Будьте здоровы, не обижайтесь — пишите.
Ваш Э. Райс
P. S. Случайно нашел в каком-то сборнике Вашу статью о Лозинском [125]. Вы меня и уговорили взяться за его перевод «Божеств<енной> комедии» как за русское произведение. Читаю. Увидим. Сообщу Вам мои впечатления.
P. P. S. Было бы интересно Ваше впечатление о советской антологии. Нашли ли Вы в ней хоть что-нибудь живое, по Вашей оценке, чего Вы раньше не знали? Я лично — нашел. Напр<имер>, Луговского, которого до сих пор считал только более или менее способным подхалимом (его одиозные «стихи» о басмачах, по которым видно только одно: животный страх большевиков перед ними). Но на этот раз, напр<имер>, «Песнь о ветре» — не лишена подлинного чувства природы. Так что я взялся за его более объемистый сборник и там, среди очередного подхалимажа (в общем почти что неизбежного), нашел еще 5–6 хороших стихотворений и одно — замечательное «Черное озеро» (отмеченное, впрочем и «Лосевым»). Похоже, что поэт он настоящий, даже неплохой и, м. 6., после освобождения мы откроем у него подлинную, большую поэзию, пока что находящуюся под запретом. То же я бы сказал и о Мартынове, и о Недогонове [126], и о Стрельченко, и о Коваленкове (поэты, сборники которых я уже просмотрел и которые, в большинстве случаев, имеют стихотворения лучшие, чем те, которые приведены в антологии. Интересно было бы узнать Ваше мнение — пусть и уничижительное. Обратите внимание на то, что если бы судить, напр<имер>, Заболоцкого или Васильева по ней — то, хотя они и донельзя исковерканы, все-таки видно, что они из ряда вон выходящие.
15
Париж 29 июля 1962 г.
Дорогой Владимир Федорович.
Прежде чем благодарить Вас за Вашу диссертацию о Хлебникове [127], я счел своим долгом ее прочесть.
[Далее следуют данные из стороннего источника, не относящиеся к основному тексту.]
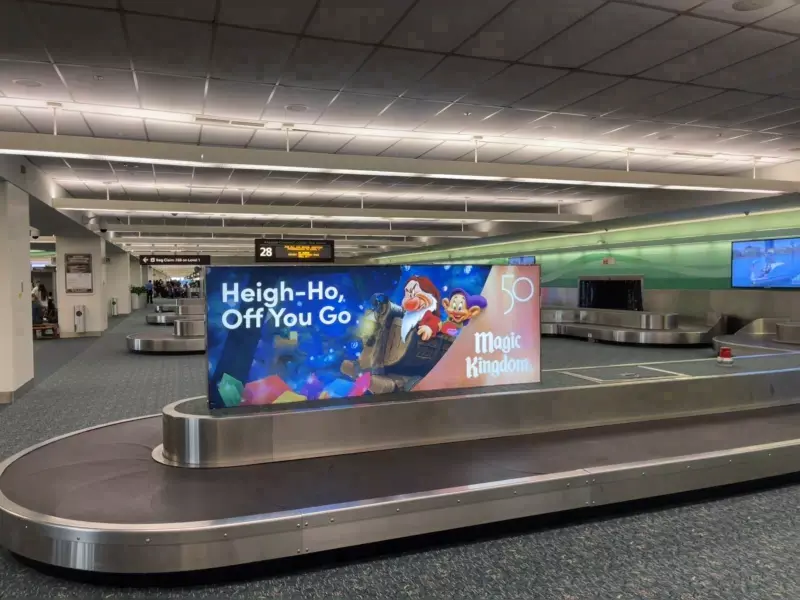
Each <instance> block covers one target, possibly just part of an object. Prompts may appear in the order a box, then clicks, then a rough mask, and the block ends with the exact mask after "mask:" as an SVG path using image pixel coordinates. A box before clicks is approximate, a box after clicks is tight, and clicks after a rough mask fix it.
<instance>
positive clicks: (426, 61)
mask: <svg viewBox="0 0 800 600" xmlns="http://www.w3.org/2000/svg"><path fill="white" fill-rule="evenodd" d="M442 58H443V57H442V56H440V55H438V54H432V53H429V52H416V51H413V50H403V49H400V48H378V49H377V51H376V52H375V53H374V54H373V55H372V56H370V57H369V59H368V60H367V62H366V63H364V64H363V65H362V66H361V68H359V69H358V71H357V72H356V73H355V74H354V75H353V76H352V77H351V78H350V80H349V81H348V82H347V84H346V85H345V89H348V90H356V91H362V92H367V93H371V94H387V95H392V96H397V95H399V94H402V93H403V92H405V91H406V90H407V89H408V88H409V87H410V86H411V85H412V84H413V83H414V82H416V81H419V80H420V79H421V78H422V77H423V75H425V73H427V72H428V71H430V70H431V69H433V67H434V66H435V65H436V64H437V63H438V62H439V61H441V60H442Z"/></svg>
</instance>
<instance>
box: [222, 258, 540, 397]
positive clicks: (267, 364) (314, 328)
mask: <svg viewBox="0 0 800 600" xmlns="http://www.w3.org/2000/svg"><path fill="white" fill-rule="evenodd" d="M206 293H207V303H208V399H209V406H210V408H212V409H219V408H235V407H240V406H242V407H244V406H264V405H272V404H278V405H280V404H286V403H303V402H309V401H320V402H323V403H324V402H325V401H328V402H330V401H332V400H337V399H351V400H350V401H349V402H353V403H356V402H359V401H364V400H367V401H378V400H382V399H386V400H391V398H392V395H393V394H397V393H401V392H412V393H413V392H422V391H434V390H457V389H464V388H475V387H485V386H494V385H508V384H526V383H537V382H539V380H540V362H539V339H540V328H539V316H540V315H539V298H540V294H539V267H537V266H497V265H495V266H490V265H413V266H400V265H396V266H348V267H345V266H341V267H339V266H332V267H321V266H316V267H314V266H309V267H260V266H255V267H210V268H208V269H207V271H206ZM381 395H384V396H383V397H382V398H375V397H374V396H381ZM345 402H348V401H345ZM340 403H341V401H340Z"/></svg>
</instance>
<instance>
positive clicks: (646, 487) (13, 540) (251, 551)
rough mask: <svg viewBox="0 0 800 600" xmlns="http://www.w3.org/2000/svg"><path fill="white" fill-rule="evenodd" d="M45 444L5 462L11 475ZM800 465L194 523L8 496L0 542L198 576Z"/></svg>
mask: <svg viewBox="0 0 800 600" xmlns="http://www.w3.org/2000/svg"><path fill="white" fill-rule="evenodd" d="M129 420H130V419H129ZM90 429H95V428H90ZM84 431H85V430H84ZM72 435H77V434H72ZM61 437H66V436H61ZM56 439H61V438H56ZM50 441H54V440H50ZM47 443H50V442H49V441H48V442H45V444H47ZM42 445H44V444H39V445H38V446H35V447H34V448H30V449H28V450H26V451H24V452H22V453H20V454H18V455H16V456H15V457H12V458H11V459H9V460H7V461H5V462H4V463H3V465H2V469H5V467H6V466H7V465H8V464H9V463H10V462H11V461H13V460H15V459H16V458H17V457H19V456H22V455H24V454H26V453H27V452H30V451H33V450H34V449H35V448H37V447H41V446H42ZM798 459H800V440H791V441H787V442H780V443H773V444H766V445H760V446H751V447H743V448H736V449H733V450H727V451H719V452H711V453H705V454H696V455H690V456H683V457H675V458H670V459H663V460H654V461H647V462H639V463H626V464H618V465H611V466H608V467H602V468H593V469H580V470H576V471H569V472H563V473H554V474H549V475H538V476H531V477H524V478H519V479H512V480H503V481H496V482H491V483H487V484H483V485H477V486H470V487H469V488H468V489H465V488H451V489H440V490H434V491H431V492H424V493H417V494H409V495H405V496H394V497H390V498H380V499H371V500H367V499H365V500H363V501H359V502H354V503H348V504H342V505H329V506H320V507H314V508H309V509H304V510H299V511H295V512H284V513H272V514H263V515H253V516H250V517H243V518H236V519H227V520H219V521H201V522H192V523H164V524H131V525H111V524H104V523H89V522H80V521H68V520H63V519H56V518H52V517H49V516H48V515H42V514H39V513H35V512H33V511H28V510H26V509H24V508H22V507H18V506H16V505H14V504H13V503H11V502H9V501H8V499H7V498H6V497H4V496H2V495H0V543H2V545H3V546H5V547H6V548H8V549H9V550H10V551H11V552H15V553H17V554H19V555H22V556H25V557H28V558H30V559H33V560H37V561H40V562H43V563H46V564H51V565H55V566H60V567H67V568H73V569H80V570H85V571H96V572H114V573H156V572H177V571H191V570H199V569H207V568H214V567H224V566H230V565H234V564H245V563H249V562H258V561H263V560H269V559H274V558H280V557H288V556H295V555H298V554H306V553H310V552H320V551H324V550H331V549H336V548H342V547H348V546H355V545H359V544H365V543H370V542H377V541H384V540H390V539H397V538H401V537H407V536H412V535H418V534H423V533H431V532H436V531H444V530H448V529H455V528H460V527H468V526H472V525H480V524H486V523H492V522H497V521H503V520H509V519H515V518H521V517H527V516H534V515H539V514H545V513H551V512H559V511H564V510H570V509H575V508H581V507H586V506H591V505H603V504H610V503H615V502H623V501H627V500H634V499H639V498H645V497H655V496H659V495H665V494H672V493H678V492H684V491H691V490H697V489H705V488H710V487H715V486H720V485H726V484H730V483H737V482H743V481H751V480H755V479H760V478H763V477H772V476H778V475H783V474H788V473H792V472H794V471H796V470H797V466H796V465H797V464H798ZM0 474H2V470H0Z"/></svg>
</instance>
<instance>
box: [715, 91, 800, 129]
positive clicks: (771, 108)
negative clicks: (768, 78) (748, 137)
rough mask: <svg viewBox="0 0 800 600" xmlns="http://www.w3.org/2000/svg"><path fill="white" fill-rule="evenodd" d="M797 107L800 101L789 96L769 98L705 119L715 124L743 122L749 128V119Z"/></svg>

На сей раз «долг» оказался приятным — Ваша диссертация чрезвычайно интересна и, что почти никогда не случается с «научными» работами — жива. Вы действительно расчищаете путь для лучшего понимания Хлебникова каждому из нас. Вы рьяно придерживаетесь «формального» метода. От этого результат обычно получается какой-то топорный, мертвый, — мертвое нагромождение материалов, даже если оно и на самом деле что-либо доказывает или опровергает. Часто кажется, что одной-двух цитат в подтверждение своего утверждения было бы достаточно. Так нет, «формалист» обычно считает своим долгом вывалить перед читателем всю свою картотеку! Думаю, что это — преувеличение, и многие из лучших критиков и аналистов современного запада цитируют менее обильно (напр<имер>, A. Tate, Fritz Martini [128] или Georges Poulet [129]). Но у Вас то, что на первый взгляд кажется обычным формалистским перегибом, на самом деле оказывается полезными элементами для лучшего, более подробного объяснения текста. Так, напр<имер>, часто бывает с просодическим анализом стихов Хлебникова, почти всегда к чему-нибудь интересному приводящим.
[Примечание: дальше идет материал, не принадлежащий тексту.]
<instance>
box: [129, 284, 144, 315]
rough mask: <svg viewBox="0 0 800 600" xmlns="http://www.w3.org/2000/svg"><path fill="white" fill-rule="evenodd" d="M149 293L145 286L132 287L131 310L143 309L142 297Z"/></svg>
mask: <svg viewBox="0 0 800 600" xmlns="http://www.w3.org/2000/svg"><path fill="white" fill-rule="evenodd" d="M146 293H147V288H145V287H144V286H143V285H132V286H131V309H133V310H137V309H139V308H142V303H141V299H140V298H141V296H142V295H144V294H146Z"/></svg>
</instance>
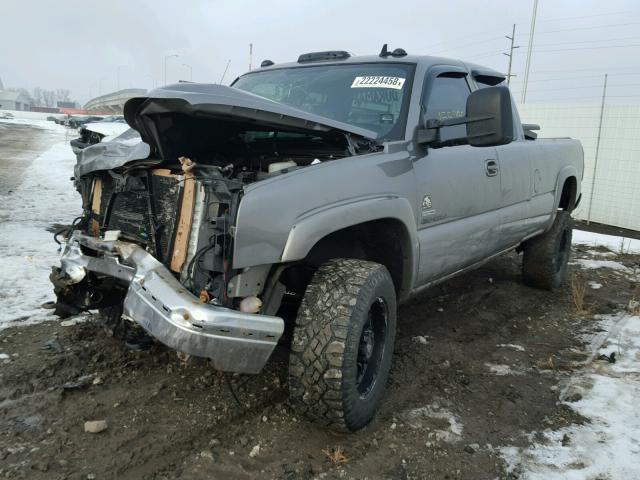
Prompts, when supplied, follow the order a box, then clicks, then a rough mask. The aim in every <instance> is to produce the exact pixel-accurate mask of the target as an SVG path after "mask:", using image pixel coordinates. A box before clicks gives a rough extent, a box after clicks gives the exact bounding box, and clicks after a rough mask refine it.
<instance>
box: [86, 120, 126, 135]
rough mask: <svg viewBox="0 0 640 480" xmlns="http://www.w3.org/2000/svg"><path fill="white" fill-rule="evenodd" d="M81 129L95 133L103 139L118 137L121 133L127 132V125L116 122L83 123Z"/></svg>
mask: <svg viewBox="0 0 640 480" xmlns="http://www.w3.org/2000/svg"><path fill="white" fill-rule="evenodd" d="M82 128H84V129H85V130H89V131H91V132H96V133H99V134H101V135H104V136H105V137H111V136H113V135H120V134H121V133H124V132H126V131H127V130H129V128H130V127H129V125H127V124H126V123H118V122H91V123H85V124H84V125H83V126H82Z"/></svg>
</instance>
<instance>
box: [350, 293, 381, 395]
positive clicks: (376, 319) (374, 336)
mask: <svg viewBox="0 0 640 480" xmlns="http://www.w3.org/2000/svg"><path fill="white" fill-rule="evenodd" d="M387 321H388V307H387V303H386V302H385V301H384V299H383V298H382V297H376V299H375V300H374V301H373V303H372V304H371V306H370V307H369V313H368V316H367V321H366V323H365V324H364V326H363V327H362V333H361V335H360V343H359V344H358V358H357V366H358V373H357V384H358V392H359V393H360V396H361V397H362V398H364V397H366V396H367V395H369V393H370V392H371V390H372V389H373V386H374V385H375V382H376V378H377V376H378V371H379V369H380V364H381V362H382V358H383V354H384V346H385V340H386V336H387Z"/></svg>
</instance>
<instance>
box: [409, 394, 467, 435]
mask: <svg viewBox="0 0 640 480" xmlns="http://www.w3.org/2000/svg"><path fill="white" fill-rule="evenodd" d="M400 417H401V418H402V419H403V420H404V421H405V422H406V423H407V424H409V426H410V427H411V428H426V429H427V430H431V432H430V433H429V435H428V436H429V437H435V439H436V440H441V441H444V442H449V443H454V442H457V441H459V440H460V438H461V437H462V431H463V427H462V424H461V423H460V421H459V419H458V418H457V417H456V416H455V415H454V414H453V413H451V411H449V410H447V409H446V408H442V407H440V406H439V405H437V404H435V403H434V404H433V405H427V406H426V407H419V408H414V409H413V410H408V411H406V412H403V413H402V414H400ZM429 420H436V421H445V422H447V423H448V424H449V426H448V427H447V428H446V429H433V428H432V429H429V426H428V423H429Z"/></svg>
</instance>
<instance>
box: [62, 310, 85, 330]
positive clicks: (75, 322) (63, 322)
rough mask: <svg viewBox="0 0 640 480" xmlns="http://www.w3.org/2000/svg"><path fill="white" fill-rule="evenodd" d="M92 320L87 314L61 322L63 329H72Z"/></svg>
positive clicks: (81, 314) (64, 320)
mask: <svg viewBox="0 0 640 480" xmlns="http://www.w3.org/2000/svg"><path fill="white" fill-rule="evenodd" d="M89 320H90V317H89V315H87V314H86V313H81V314H80V315H76V316H74V317H71V318H69V319H67V320H63V321H62V322H60V326H61V327H72V326H73V325H78V324H80V323H85V322H88V321H89Z"/></svg>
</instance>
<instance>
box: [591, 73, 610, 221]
mask: <svg viewBox="0 0 640 480" xmlns="http://www.w3.org/2000/svg"><path fill="white" fill-rule="evenodd" d="M607 76H608V74H606V73H605V74H604V85H603V86H602V103H601V104H600V123H599V124H598V137H597V139H596V155H595V159H594V160H593V175H592V176H591V192H590V193H589V211H588V212H587V225H589V222H590V221H591V205H593V192H594V190H595V188H596V173H597V172H598V154H599V153H600V135H601V134H602V117H603V116H604V100H605V98H607Z"/></svg>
Не знаю почему — то ли Ваша талантливость из русских статей (Ваш английский текст все-таки лишен свойственного Вашему русскому тексту стилистического и архитектонического блеска. Но, м. б., Вы его избегали сознательно, чтобы не перепугать высокопоставленных университетских мумий, которые должны были решать Вашу судьбу), то ли моя любовь к Хлебникову (все, что касается Хлебникова — хорошее) — но Вашу книжку я прочел с удовольствием и, как видите, в сравнительно короткий срок.
И у Вас — большая любовь к Хлебникову. Вы сумели внутренне вжиться во все обстоятельства его жизни и творчества, что Вам часто помогало освоить такое, чего до Вас ни я, ни другие поклонники (и даже критики) Хлебникова как следует не понимали.
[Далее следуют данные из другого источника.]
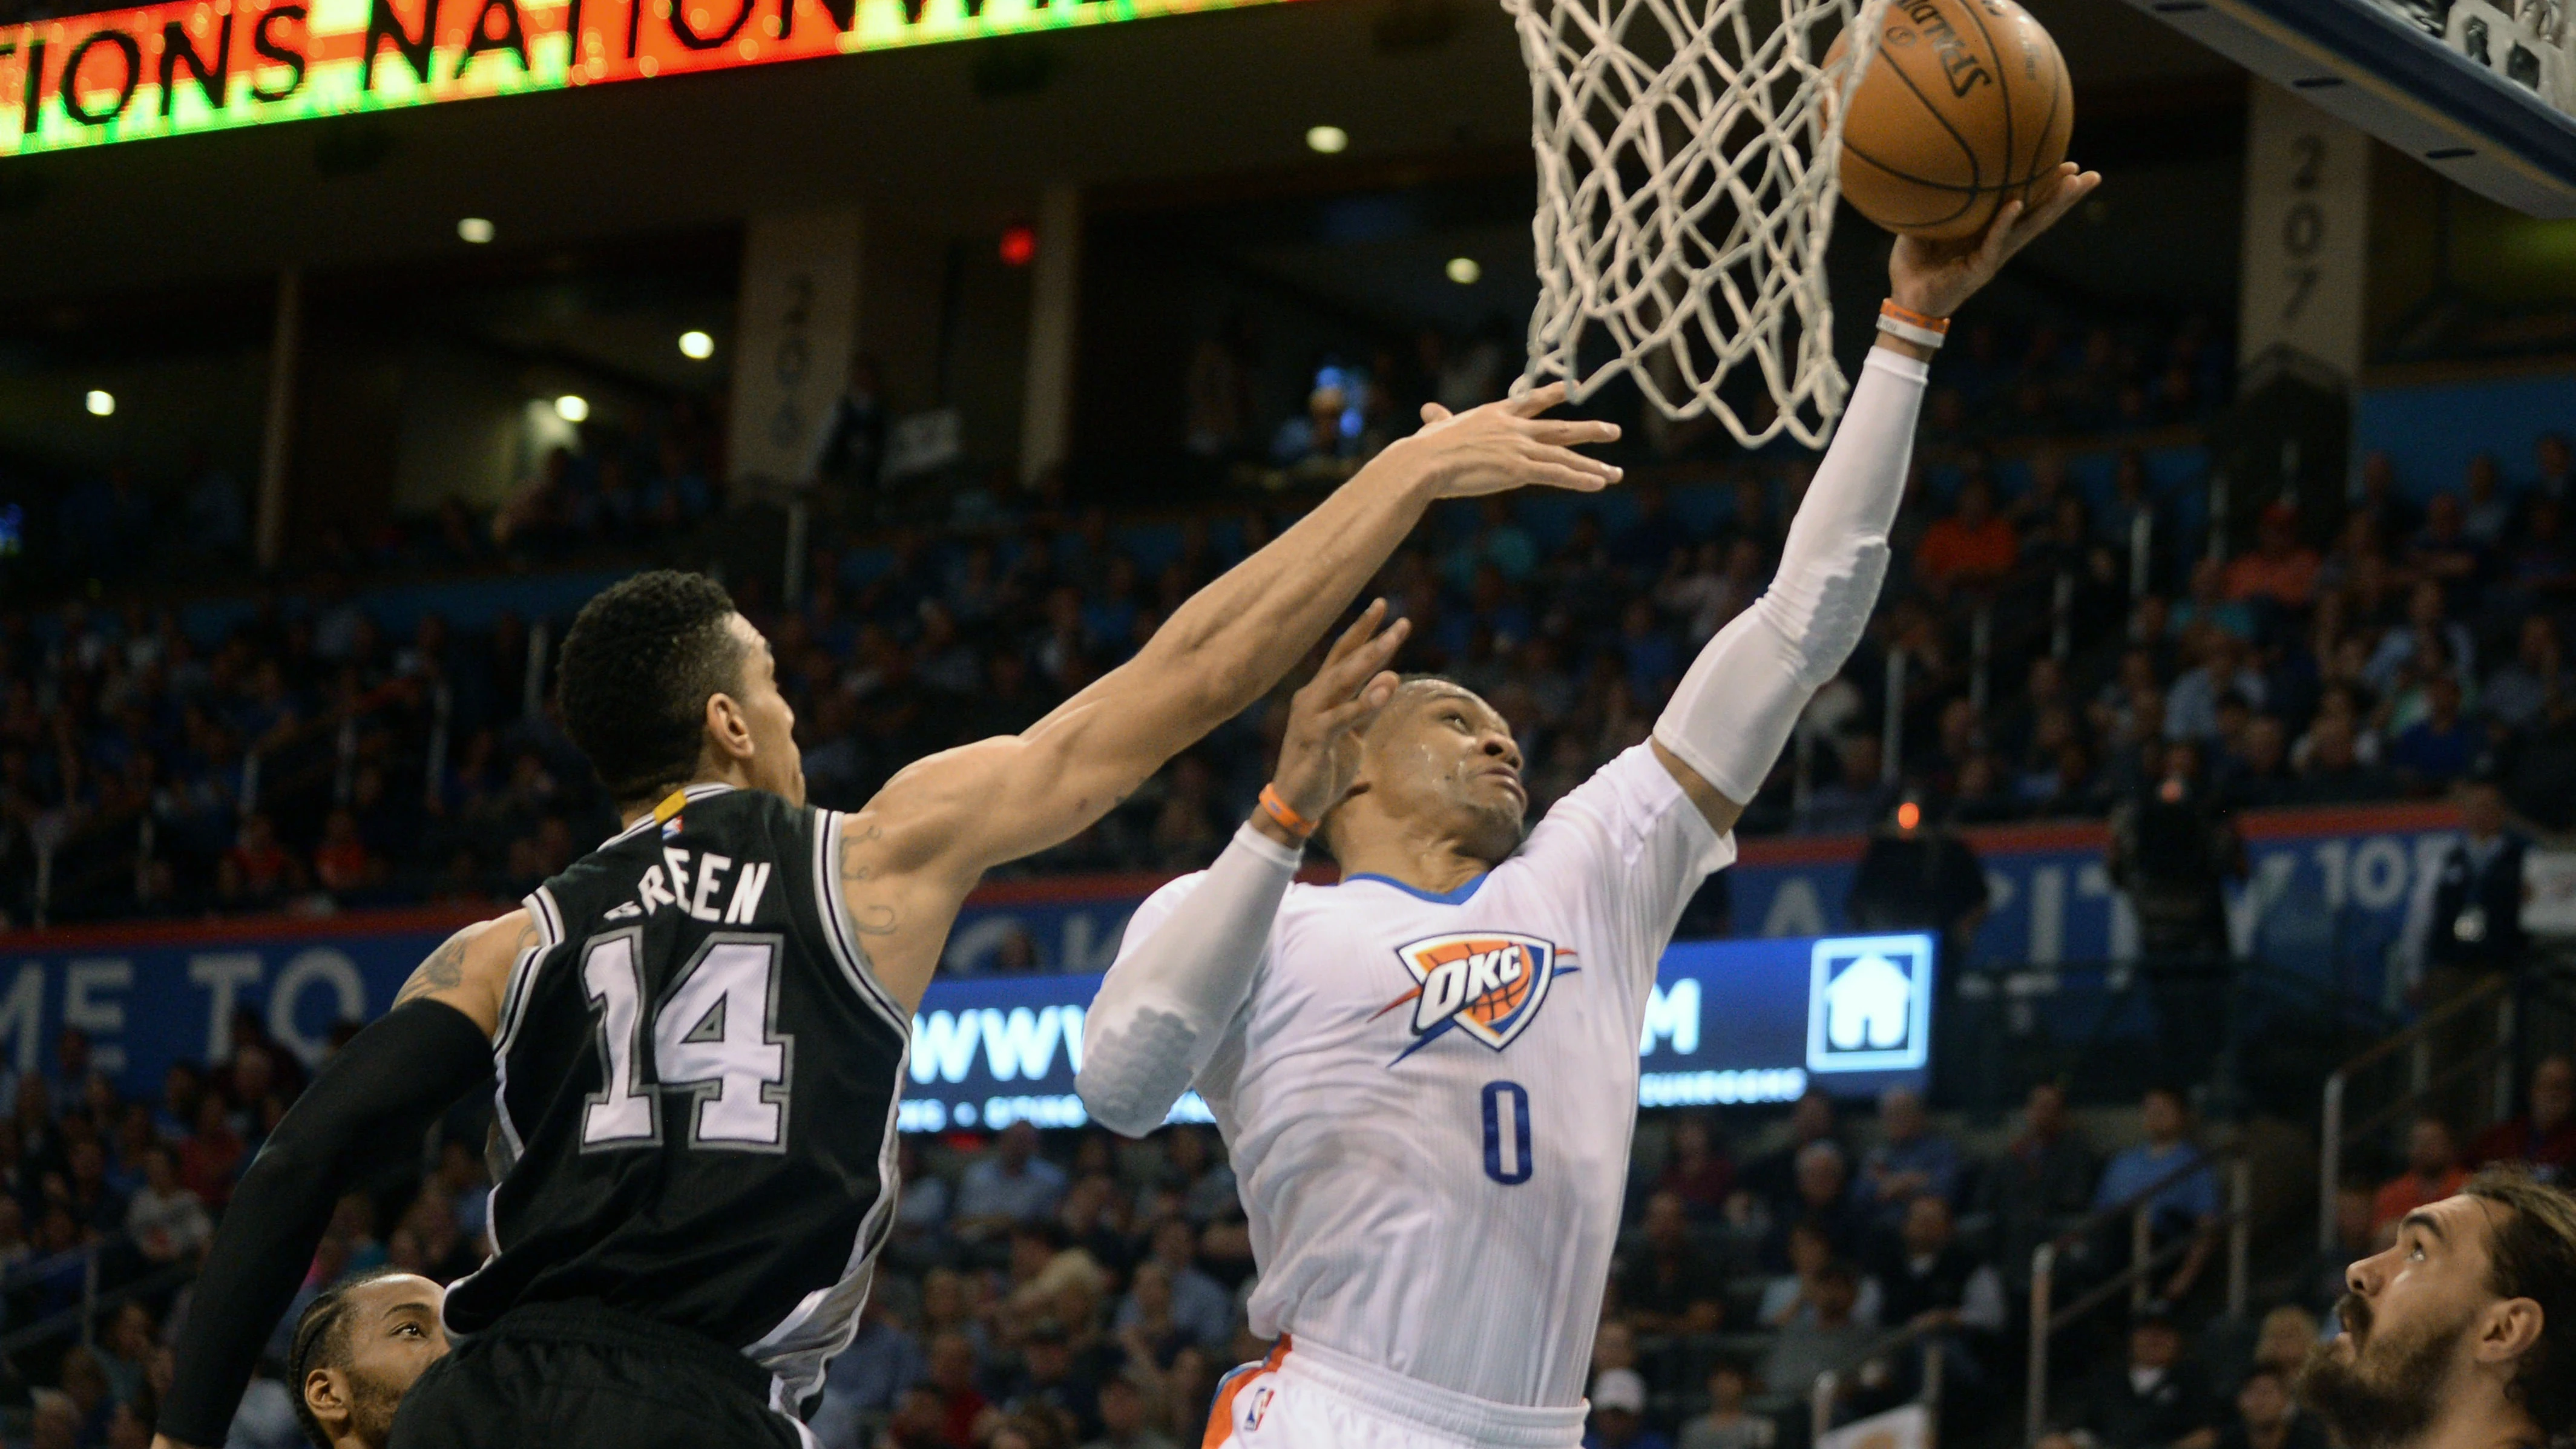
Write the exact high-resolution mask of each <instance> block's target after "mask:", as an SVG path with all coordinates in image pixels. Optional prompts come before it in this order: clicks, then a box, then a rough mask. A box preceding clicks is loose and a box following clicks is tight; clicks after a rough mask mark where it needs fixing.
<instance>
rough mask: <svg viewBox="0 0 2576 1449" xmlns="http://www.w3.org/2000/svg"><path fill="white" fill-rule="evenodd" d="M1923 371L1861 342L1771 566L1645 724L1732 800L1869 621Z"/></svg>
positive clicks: (1905, 457)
Получив Вашу книжку, я пожалел об известной Вам продаже мною его шеститомного издания: вот где был бы благоприятный случай ко многому вернуться и многое пересмотреть в новом свете! Теперь же для этого пришлось удовлетвориться нарочито крохотным изданием 1960 года, по— моему посильно хорошо сделанного Степановым [130].